In order to shape resistant matter, such as stone or hardwood, you might think that you have to impose your ego to succeed. This impression arises from the common approach to reality in occidental thinking and behavior.

Whereas in oriental thinking, the visible is an illusion, and man is not the center and goal of evolution. The visible is connected with the invisible - the infinite.

You can contact the infinite through meditation. Sculpture is, for me, a form of meditation; a communication between the tangible and the illusory.

I am not trying to make pieces of art, primarily; or to invent a new and original style. In a constant dialogue with clay, wood and stone, I seek the right form.

Evoking, suggesting, without being subjected to appearances, caricatures and stereotypes; making sculpture is connecting your roots and the roots of mankind.

For me, sculpting is also contacting the mineral and vegetable kingdoms; a very elemental process. I think that so-called "primitive" art is very close to these kingdoms. Here, art is mostly an incantation, and an exorcism of the void.
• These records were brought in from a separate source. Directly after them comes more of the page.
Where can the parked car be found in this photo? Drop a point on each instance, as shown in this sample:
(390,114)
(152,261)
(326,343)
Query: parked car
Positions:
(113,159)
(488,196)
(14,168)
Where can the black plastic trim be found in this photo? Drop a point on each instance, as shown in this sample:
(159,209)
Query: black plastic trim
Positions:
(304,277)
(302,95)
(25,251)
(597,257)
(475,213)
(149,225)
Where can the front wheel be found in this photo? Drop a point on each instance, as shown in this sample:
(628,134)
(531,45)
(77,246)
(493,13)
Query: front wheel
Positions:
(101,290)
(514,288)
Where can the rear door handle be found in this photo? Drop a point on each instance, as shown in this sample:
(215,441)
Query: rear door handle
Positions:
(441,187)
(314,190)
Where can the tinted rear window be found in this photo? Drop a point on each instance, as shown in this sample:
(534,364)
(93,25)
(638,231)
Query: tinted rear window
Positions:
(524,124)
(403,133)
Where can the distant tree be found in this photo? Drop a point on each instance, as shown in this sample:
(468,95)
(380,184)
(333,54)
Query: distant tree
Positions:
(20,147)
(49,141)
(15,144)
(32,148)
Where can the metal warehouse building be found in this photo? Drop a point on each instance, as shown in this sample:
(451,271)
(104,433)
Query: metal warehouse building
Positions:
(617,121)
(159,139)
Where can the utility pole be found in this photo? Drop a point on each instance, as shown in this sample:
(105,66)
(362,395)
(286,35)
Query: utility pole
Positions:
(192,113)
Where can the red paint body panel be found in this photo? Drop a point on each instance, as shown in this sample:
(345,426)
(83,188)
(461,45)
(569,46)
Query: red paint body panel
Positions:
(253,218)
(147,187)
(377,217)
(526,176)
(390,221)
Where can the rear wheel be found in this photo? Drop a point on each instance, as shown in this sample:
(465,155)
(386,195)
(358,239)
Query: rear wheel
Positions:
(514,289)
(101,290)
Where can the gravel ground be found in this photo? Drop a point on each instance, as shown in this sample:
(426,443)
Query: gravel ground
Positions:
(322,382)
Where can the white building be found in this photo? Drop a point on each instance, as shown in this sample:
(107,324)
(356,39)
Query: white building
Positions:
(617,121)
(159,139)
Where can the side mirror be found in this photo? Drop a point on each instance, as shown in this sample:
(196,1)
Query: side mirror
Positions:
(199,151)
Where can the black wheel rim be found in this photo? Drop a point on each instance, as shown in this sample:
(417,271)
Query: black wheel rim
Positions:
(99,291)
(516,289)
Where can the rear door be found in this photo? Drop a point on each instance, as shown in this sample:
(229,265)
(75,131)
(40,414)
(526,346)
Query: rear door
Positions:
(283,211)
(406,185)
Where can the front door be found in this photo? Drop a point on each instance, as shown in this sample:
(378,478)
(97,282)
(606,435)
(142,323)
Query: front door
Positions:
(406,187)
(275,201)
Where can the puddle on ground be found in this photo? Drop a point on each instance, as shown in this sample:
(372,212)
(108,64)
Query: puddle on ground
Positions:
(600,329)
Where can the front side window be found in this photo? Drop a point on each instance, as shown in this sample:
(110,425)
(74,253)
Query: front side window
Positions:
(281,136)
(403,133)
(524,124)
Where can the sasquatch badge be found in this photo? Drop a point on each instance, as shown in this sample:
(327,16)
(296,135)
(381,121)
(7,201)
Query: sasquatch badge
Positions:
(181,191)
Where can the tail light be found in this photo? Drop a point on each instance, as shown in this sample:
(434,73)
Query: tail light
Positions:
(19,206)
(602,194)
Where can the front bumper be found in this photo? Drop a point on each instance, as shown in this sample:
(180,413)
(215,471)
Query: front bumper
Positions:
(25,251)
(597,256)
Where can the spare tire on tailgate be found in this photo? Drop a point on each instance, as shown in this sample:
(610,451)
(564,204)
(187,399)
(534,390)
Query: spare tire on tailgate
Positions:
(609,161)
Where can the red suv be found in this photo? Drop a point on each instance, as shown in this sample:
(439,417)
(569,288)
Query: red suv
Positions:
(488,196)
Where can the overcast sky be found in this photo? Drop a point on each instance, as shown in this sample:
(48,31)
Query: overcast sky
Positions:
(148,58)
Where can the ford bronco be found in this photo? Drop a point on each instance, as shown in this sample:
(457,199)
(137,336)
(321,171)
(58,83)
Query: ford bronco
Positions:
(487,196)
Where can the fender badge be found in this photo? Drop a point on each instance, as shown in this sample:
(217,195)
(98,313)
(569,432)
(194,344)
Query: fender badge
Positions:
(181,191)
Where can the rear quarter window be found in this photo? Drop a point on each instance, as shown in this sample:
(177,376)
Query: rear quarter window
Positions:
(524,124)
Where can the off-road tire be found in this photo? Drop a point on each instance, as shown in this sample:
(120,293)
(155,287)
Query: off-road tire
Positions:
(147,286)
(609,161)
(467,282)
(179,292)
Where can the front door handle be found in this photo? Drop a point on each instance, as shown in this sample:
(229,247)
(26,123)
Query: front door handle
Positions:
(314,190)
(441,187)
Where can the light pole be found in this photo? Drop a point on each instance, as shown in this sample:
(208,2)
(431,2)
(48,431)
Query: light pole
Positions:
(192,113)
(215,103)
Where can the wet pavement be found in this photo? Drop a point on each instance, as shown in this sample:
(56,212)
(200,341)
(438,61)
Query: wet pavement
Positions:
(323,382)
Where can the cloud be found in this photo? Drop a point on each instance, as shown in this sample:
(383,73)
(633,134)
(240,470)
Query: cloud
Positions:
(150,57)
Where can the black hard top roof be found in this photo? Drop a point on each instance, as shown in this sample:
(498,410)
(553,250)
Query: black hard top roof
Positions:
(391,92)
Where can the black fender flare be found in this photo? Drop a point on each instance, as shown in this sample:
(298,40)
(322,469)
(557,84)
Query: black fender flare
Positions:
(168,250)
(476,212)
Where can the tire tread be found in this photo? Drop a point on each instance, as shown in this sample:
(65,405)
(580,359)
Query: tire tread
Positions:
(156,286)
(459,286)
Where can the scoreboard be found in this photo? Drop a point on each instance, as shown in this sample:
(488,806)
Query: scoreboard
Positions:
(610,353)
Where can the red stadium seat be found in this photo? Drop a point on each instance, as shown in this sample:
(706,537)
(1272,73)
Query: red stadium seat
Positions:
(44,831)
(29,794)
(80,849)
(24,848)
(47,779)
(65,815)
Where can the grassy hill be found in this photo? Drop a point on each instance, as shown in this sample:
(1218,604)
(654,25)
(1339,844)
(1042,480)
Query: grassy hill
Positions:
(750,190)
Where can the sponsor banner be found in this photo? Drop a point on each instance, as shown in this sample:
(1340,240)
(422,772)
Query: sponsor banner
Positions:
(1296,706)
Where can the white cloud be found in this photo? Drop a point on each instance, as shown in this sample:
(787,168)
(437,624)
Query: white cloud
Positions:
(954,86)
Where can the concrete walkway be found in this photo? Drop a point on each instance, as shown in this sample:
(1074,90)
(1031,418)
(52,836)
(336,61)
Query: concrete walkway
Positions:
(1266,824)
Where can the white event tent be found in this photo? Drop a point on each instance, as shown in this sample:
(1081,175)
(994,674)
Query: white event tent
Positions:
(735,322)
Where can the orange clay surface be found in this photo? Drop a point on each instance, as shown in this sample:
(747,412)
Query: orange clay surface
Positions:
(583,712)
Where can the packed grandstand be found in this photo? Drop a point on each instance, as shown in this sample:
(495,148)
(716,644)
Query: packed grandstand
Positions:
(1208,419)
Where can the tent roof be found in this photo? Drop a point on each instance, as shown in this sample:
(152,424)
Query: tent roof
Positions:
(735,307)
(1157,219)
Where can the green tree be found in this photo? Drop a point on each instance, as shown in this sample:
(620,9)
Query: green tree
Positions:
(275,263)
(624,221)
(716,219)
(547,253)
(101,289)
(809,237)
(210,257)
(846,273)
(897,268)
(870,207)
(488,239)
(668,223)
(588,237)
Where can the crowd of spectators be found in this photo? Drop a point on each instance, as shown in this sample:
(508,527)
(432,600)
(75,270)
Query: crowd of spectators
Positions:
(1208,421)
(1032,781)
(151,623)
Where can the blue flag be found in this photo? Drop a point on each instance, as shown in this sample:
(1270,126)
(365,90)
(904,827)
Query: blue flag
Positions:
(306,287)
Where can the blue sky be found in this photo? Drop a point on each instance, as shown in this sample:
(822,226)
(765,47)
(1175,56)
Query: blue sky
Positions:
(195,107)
Finding the right form has, for me, the same function. Though many seem serene, these sculptures are silence in action, against the void.

- Henk van Straaten




Review by collector Bruno Burklin, New York -

With soulful irony Henk van Straaten has crafted wood, stone and bronze with such sublime tenderness.

Born in the Netherlands in 1935, he currently works from his studio on a farm in southern France. His working aesthetic, sometimes reminiscent of Henry Moore or Brancusi, is eloquently distinguished from them by his own more figurative yet whimsical re-scaling of the human form. An ironic sense of humor has infused his work with unabashed joy and wonder.

The reclining nudes have a blissful and often proud serenity. Although formed in stone, colors and textures glow warmly, while angles and curves blend in a comfortable harmony. The figures are rendered with monumental massiveness yet many seem gracefully fluent with the lightness of laughter.